Neonatal patients having one or two ventricle defects are dependent on the modified Blalock-Taussig shunt (mBTS) to establish proper systemic blood flow. While the procedure has saved many newborns with cyanotic heart defects, the obstruction of mBTS due to either thrombus and/or intimal build up has been problematic leading to high mortality and morbidity. In addition, the cost of care is among the most expensive for any surgical procedure. Shunt obstruction can lead to hypoxia and sudden death due to insufficient pulmonary circulation. Shunt occlusion can be sudden and without enough warning to prevent rapid deterioration of the patient’s condition. Alternatively, shunt obstruction can also occur gradually. But even in this case, the narrowing of the shunt lumen may result in similar adverse side effects. When emergency intervention is required, despite very aggressive resuscitation, it is frequently difficult to save infants with shunt obstruction. Recanalization can correct shunt obstruction. Imaging methods are inadequate to resolve obstruction within these 3-5 mm diameter shunts. Therefore, early detection of shunt obstruction is critical to avoid the need for emergency intervention and preventable loss of life. This proposal addresses the unmet clinical need for miniature sensors that can detect significant changes in blood flow through mBTS necessitating intervention. Developing flow sensors suitable for use with shunts poses several unique challenges but if successful, can reduce morbidity and mortality through timely, informed recanalization. The systematic approach involves first demonstrating proof-of-concept at the benchtop of non-contact flow sensing, followed by developing shunt sensor systems suitable for in vivo use, and then a final demonstration of wired sensors in a pig model. The expected outcome of this work is the demonstration of a non-contact flow sensor suitable for use with shunts to enable a sensor-shunt system as mBTS. The successful demonstration will pave the way for development of a wireless telemetry to enable a wireless mBTS for chronic animal studies. The non-contact sensing method also can be applied to other synthetic vascular grafts or drainage shunts. This proposal will establish proof-of-concept that is critical to achieve the long term goal of a wirelessly interrogated flow sensor system for periodic monitoring in a home care setting that enables early warning to drive intervention that saves lives.

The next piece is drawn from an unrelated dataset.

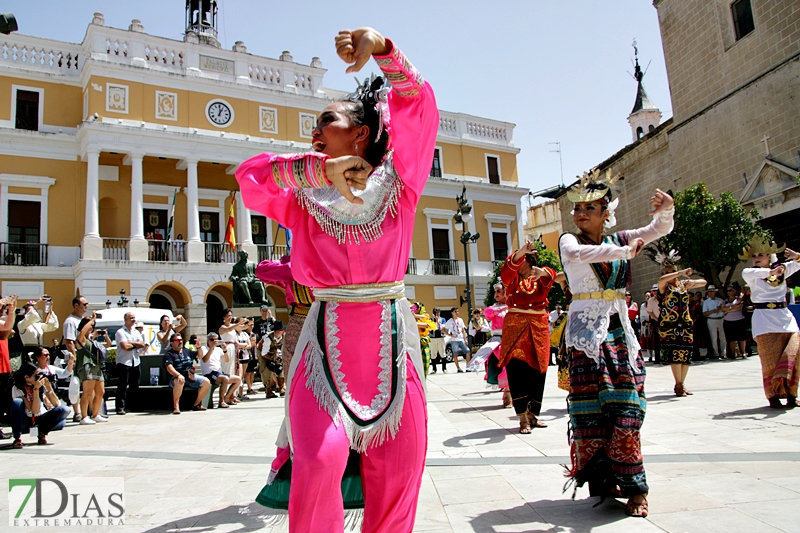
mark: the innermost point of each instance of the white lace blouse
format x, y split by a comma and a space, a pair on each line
587, 325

患有一处或两处心室缺陷的新生儿患者依赖于改良的 Blalock-Taussig 分流术（mBTS）以建立适当的全身血流，同时该手术挽救了许多新生儿的生命。对于紫绀型心脏缺陷，由于血栓和/或内膜堆积而导致 mBTS 阻塞导致高死亡率和发病率的问题此外，护理费用也是最重要的。对于任何外科手术来说都是昂贵的。分流阻塞可因肺循环不足而导致缺氧和猝死。分流闭塞可能是突然的，并且没有足够的警告来防止患者病情迅速恶化或者，分流阻塞也可能逐渐发生，但即使在这种情况下，狭窄也会逐渐发生。当需要紧急干预时，分流管腔的损坏可能会导致类似的不良副作用。尽管采取了非常积极的复苏措施，但通常很难挽救分流阻塞的婴儿。再通可以纠正分流阻塞，影像学方法不足以解决阻塞问题。因此，及早发现分流管阻塞对于避免这种情况至关重要。紧急干预和可预防的生命损失的需要。该提案解决了对能够检测重要信息的微型传感器的未满足的临床需求。通过 mBTS 的血流量变化需要开发适合使用的流量传感器。分流术带来了一些独特的挑战，但如果成功，可以通过以下方式降低发病率和死亡率及时、知情的再通。系统方法包括首先在非接触式平台上展示概念验证流量传感，然后开发适合体内使用的分流传感器系统，然后是最终的在猪模型中演示有线传感器。这项工作的预期成果是演示。适合与分流器一起使用的非接触式流量传感器，可实现作为 mBTS 的传感器分流系统。成功的演示将为开发无线遥测技术铺平道路，以实现无线用于慢性动物研究的 mBTS 非接触式传感方法也可应用于其他合成。该提案将建立对于实现血管移植或引流分流至关重要的概念验证。用于家庭护理中定期监测的无线询问流量传感器系统的长期目标能够进行早期预警以推动拯救生命的干预措施的设置。